Above three kinds of endonuclease bamhi addition polymerization synthase are connected into to pTIH-hdcFv25-PE38.This is a kind of solution expression with high efficiency carrier, the transformed competence colibacillus Bacillus coli cells, and cultivate in three resistance LB culture fluid (wherein containing 200mg/L ampicillin, 12.5mg/L tetracycline and 15mg/L kanamycin), through IPTG 0.1mM, cultivate 4 hours abduction deliverings for 30 ℃, express and mainly occur in supernatant.Expression accounts for 21% of total soluble protein, and expression product is carried out to the SDS-PAGE electrophoresis.The result demonstration, a protein band appears in expression product at the 66KD place, with His antibody, carry out Western blot evaluation.Consult list of references 6: Zhao Jun, Sun Zhiwei, Liu Yanfang etc., the stable anti-hepatocellular carcinoma scFv of the disulfide bond-structure of PE38 fusion gene, Expression and detection, cell and molecular immunology magazine, 2003; 19 (6), carry out Ni-NTA agarone affinity column chromatography purification to expressing supernatant described in 585~587.

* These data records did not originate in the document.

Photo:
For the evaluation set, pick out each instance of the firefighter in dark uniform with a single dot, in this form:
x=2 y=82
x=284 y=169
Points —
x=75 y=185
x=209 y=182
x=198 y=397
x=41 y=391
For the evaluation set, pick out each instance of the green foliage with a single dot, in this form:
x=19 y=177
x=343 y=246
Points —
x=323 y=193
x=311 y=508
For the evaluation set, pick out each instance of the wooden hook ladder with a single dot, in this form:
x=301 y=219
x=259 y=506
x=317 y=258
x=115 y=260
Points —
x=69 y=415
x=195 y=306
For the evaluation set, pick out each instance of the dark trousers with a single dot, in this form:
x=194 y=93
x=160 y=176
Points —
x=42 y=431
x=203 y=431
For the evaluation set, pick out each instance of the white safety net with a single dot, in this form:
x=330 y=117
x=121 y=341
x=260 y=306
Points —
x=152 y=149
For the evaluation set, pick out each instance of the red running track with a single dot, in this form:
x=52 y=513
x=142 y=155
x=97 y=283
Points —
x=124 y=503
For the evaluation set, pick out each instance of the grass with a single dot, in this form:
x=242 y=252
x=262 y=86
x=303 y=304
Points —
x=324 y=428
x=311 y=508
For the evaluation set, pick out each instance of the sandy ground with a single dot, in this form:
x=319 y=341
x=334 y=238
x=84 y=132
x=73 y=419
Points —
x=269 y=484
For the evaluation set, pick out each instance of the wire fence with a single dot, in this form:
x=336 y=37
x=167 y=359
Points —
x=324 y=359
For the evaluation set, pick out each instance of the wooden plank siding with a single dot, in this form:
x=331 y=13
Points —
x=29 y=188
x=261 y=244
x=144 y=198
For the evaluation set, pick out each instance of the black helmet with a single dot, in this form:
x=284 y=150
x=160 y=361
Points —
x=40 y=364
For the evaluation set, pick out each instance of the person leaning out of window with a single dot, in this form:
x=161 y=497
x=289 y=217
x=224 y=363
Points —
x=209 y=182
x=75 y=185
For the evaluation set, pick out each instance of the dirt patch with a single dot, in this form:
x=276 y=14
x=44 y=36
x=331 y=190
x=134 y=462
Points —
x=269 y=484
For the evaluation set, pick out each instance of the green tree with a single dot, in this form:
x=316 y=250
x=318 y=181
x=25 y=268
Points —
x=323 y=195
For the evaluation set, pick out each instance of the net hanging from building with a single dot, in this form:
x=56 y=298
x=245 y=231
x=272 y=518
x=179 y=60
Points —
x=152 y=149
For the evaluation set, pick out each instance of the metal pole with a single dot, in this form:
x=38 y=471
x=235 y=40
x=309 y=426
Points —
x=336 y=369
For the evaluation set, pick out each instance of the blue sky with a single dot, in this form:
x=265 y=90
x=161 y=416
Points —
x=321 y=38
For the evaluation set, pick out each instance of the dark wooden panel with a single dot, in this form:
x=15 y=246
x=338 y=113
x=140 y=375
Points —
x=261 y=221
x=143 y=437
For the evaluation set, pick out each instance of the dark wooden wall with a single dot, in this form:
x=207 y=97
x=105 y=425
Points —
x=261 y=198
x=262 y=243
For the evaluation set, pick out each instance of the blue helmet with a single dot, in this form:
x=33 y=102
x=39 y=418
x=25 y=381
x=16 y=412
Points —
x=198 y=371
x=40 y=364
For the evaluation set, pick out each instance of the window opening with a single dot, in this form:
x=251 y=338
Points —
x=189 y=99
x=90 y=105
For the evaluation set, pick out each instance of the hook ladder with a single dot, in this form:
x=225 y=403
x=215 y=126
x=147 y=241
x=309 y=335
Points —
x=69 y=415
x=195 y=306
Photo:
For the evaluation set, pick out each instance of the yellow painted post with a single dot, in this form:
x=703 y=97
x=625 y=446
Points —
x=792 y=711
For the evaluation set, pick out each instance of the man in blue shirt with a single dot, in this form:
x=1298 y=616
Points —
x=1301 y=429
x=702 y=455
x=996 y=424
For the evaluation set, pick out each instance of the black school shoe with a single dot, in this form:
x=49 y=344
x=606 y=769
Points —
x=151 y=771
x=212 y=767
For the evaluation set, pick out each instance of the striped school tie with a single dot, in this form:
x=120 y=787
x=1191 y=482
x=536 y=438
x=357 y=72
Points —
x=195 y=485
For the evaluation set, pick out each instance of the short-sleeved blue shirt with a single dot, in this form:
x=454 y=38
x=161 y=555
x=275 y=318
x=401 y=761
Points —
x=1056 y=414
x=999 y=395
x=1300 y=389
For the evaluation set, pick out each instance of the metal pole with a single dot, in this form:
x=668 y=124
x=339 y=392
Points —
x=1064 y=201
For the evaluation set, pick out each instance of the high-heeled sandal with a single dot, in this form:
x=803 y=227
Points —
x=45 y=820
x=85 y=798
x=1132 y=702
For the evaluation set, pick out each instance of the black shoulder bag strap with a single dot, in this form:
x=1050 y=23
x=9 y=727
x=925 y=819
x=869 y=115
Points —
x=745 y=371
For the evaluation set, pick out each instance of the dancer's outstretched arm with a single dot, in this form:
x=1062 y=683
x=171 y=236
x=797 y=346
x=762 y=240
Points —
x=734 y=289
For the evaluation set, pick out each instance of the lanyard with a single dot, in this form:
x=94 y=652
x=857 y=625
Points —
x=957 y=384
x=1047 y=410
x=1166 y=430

2.hscFv25-mTNF-the construction and expression of α
With reference to list of references 3: Liu Yanfang, Zhang Jing, Hu Chuanmin etc., anti-hepatocellular carcinoma scFv (Mus and humanization) merges structure, expression and the effect research thereof of saltant type TNF-α, cell and molecular immunology magazine, 2000; 16 (5), described in 372, take pUC18-mTNF-α as masterplate (mTNF-α is saltant type TNF-α), utilize the upstream and downstream primer BACK 5 ' ACGCGTCGACCGCAAACGTAAGCCTGTA 3 ' (SEQ ID NO:18) of computer Oligo software design, FOR:5 ' ACTCTGAGTCAGAAGGCAATGAT CCCAAAGT 3 ' (SEQ ID NO:19, wherein introduce SalI, XhoI restriction enzyme site), pcr amplification mTNF-α.Amplified production is held to the hscFv253 ' in the pGEX4T-1 carrier through identical enzyme action through SalI and XhoI double digestion rear clone.Connect into pGEX4T-1-scFv25-m-TNF α through DNA ligase, Transformed E .Coli JM109 competence.Choose 37 ℃ of monoclonals and spend the night, transfer and continue to cultivate in the Amp/LB culture fluid.Add IPTG and induce, centrifugal collection thalline, add lysozyme and add NaTDC cracking antibacterial again, and centrifugal 12000r/min 10min postprecipitation 0.5%TritonX-100, wash 3 times, centrifugal, is precipitated as inclusion body.Inclusion body after denature and renature at GST affinity chromatography column purification.By Werstern blot method, adopt GST antibody (purchased from Pharmacia company) to identify destination protein.Expression product adds 0.2% thrombin digestion, cuts GST, and upper GST affinity chromatographic column is further purified, and obtains the destination protein of scFv25-mTNF-α, through westernblot, further confirms that product is correct.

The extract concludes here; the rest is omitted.